On the drug safety front, across elderly patients, an average of just 3.6% were prescribed one or more high-risk medications, and 0.2% were prescribed two or more. 

On rheumatoid arthritis measures, 52% of patients had documentation of tuberculosis screening before biologics, and 46.3% underwent functional status assessments. And in the care coordination and documentation measure, 92.9% documented current medications in the EHR.

Rheumatologists lagged in terms of preventive care, compared with other physicians nationally: The average performance across patients was 77.2% for tobacco screening and counseling, 42.7% for body mass index screening and counseling, and 60.2% for blood pressure management.

Why are these preventive care measures being tracked in rheumatology instead of more rheumatology-specific measures? “CMS requires that physicians submit an outcome measure. Unfortunately, we don’t have validated outcome measures in rheumatology, so we had to adopt outcome measures like controlling blood pressure,” Dr. Yazdany said. “Also, many preventive care measures are designated ‘high priority,’ which enables physicians to get bonus points. We wanted rheumatologists to have access to these extra points and therefore included these measures in RISE.”

The ACR is working on developing outcome measures, she said, “and hopefully we’ll have outcomes to put in the registry in coming years.”

What are the chances that rheumatologists will do well? “Our analyses show that most rheumatologists participating in RISE are well positioned to succeed. If they complete their improvement activities (15% of MIPS), and advancing care information (25% of MIPS) modules, that gets them to 40 points. That means they only need 30 additional points in the quality domain to get to the exceptional performance threshold and qualify for a bonus,” she said. “All 15 of the rheumatologists who have completed all three MIPS categories have reached 70 points, and we anticipate that many others will by the end of the year.”

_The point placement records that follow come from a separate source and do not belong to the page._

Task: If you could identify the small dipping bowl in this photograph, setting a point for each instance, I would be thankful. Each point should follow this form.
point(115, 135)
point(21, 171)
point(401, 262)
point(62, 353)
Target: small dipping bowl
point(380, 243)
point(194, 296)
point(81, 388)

Even just participating in RISE will boost points, she said. “It is clear that CMS is encouraging the large-scale development of quality improvement registries like RISE.”

In the big picture, she said, “the key point is that rheumatologists should be proactive. They need to understand their performance on measures, pick areas to focus on, including areas where they can easily improve their scores.”

Dr. Yazdany reported no relevant disclosures. The study was funded by ACR.